Walking behind her, she made a mental note of every detail, the quirks and physical features, the clothes. Prison had taken its toll. Fay was dressed in a shapeless raincoat and sensible, flat shoes, and her hair, once a frizzy, brown mop, was sparse and nicotine-grey, limp and unstyled. She hadn’t quite shed her prison pallor and walked with a slight stoop as if she carried the burdens of many people, or maybe the sin of what she’d done.

I hope you burn in Hell, Helen thought.

When Fay reached the main road, Helen found it was easier to follow her without being spotted. Here she could hide behind other shoppers and various racks and rails spilling out of the local shops onto the pavement. She didn’t want to confront Fay yet, just needed to find out what sort of entity she was before …

Before what?

Before she killed her?

Joe had said something like that, but she’d swatted the thought away. Obviously Fay had to pay for what she’d done, but even after years of thinking about this moment, Helen didn’t have a plan. And now, watching her had made her curious. Fay had known her mother. In fact, she’d have been the same age if she’d lived. They were friends.

So what happened for Fay to stab Mimi in the throat?

Helen fingered a Swiss Army knife she always carried in her jacket pocket. No one else was about; it would be so easy to just unfold the blade, plunge it into Fay’s back, and then melt away. There would be a certain ironic justice in that.

‘An eye for an eye’ and all that.

No, there had to be another way. Fay would pay for what she had done, but not like that.

Shepherd’s Bush Market was an open-air market, running parallel to the railway line. Helen passed under a painted metal arch and into the middle of the throng. A stall holder selling CDs and vinyl records was playing dub reggae on a portable stereo, and everywhere in this happy, bustling chaos the Afro-Caribbean influence ran high. The atmosphere took her right back to some of the places she’d visited while travelling.

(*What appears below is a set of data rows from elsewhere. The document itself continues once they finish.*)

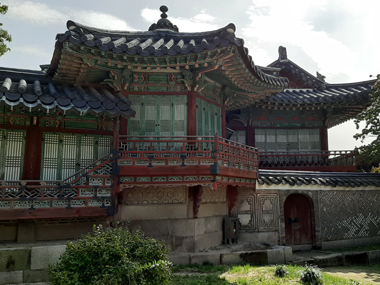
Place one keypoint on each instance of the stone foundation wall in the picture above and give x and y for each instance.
(186, 223)
(46, 230)
(27, 264)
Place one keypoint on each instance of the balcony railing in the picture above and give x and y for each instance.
(188, 150)
(202, 156)
(342, 160)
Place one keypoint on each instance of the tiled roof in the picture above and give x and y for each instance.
(158, 43)
(332, 93)
(332, 179)
(33, 90)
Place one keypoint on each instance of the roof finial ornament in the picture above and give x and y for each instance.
(163, 24)
(164, 9)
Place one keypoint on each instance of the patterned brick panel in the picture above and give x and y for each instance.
(349, 214)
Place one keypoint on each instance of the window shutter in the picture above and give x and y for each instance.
(50, 157)
(14, 153)
(165, 115)
(134, 123)
(180, 116)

Fay was still ahead of her, at a greengrocer’s. Helen kept her distance and pretended to be interested in tea towels. A sudden awareness made her turn around and meet the gaze of the guy manning the record stall.

Young, maybe a little older than her, he was dressed in jeans and a tight white T-shirt, which showed he was no stranger to working out. He had thick brown hair, which curled at the nape of his neck, and a small strip of beard shaped in a thin line from the middle to the curve of his chin. Clear, blue eyes. Helen supposed a guy like that would be considered attractive, if you liked that sort of thing. Sexy even.

He winked at her and smiled, but she ignored him in case he waylaid her and pressed her to buy something, another thing she’d learned while abroad. You were trapped if you met the eyes of a market trader.

A smell of fried onions and doughy bread drew her towards a refreshment stall. Next to it, two smartly dressed young mums were chatting, their plump babies slumbering contentedly in designer pushchairs. Suddenly conscious of her own dishevelled state, Helen ran her fingers through her unkempt hair as a spurt of angry jealousy surged through her. Life was so easy for people like that. How did they know what true survival meant? They’d never woken up in the dark, afraid and lonely, with no one to comfort them, never felt ostracised because they were different. And nor would their cute little babies when they woke up.

She clenched her fists to get her feelings under control. These women weren’t to blame for her bad luck.

One of them had left her keys and wallet on the counter behind her back and wasn’t paying attention to her belongings. It would be as easy as pie for a pickpocket to run a hand over the wallet and scoop it up unnoticed. Helen had seen this trick often enough and wondered if she ought to warn her, when again she felt as if she was being watched and turned around.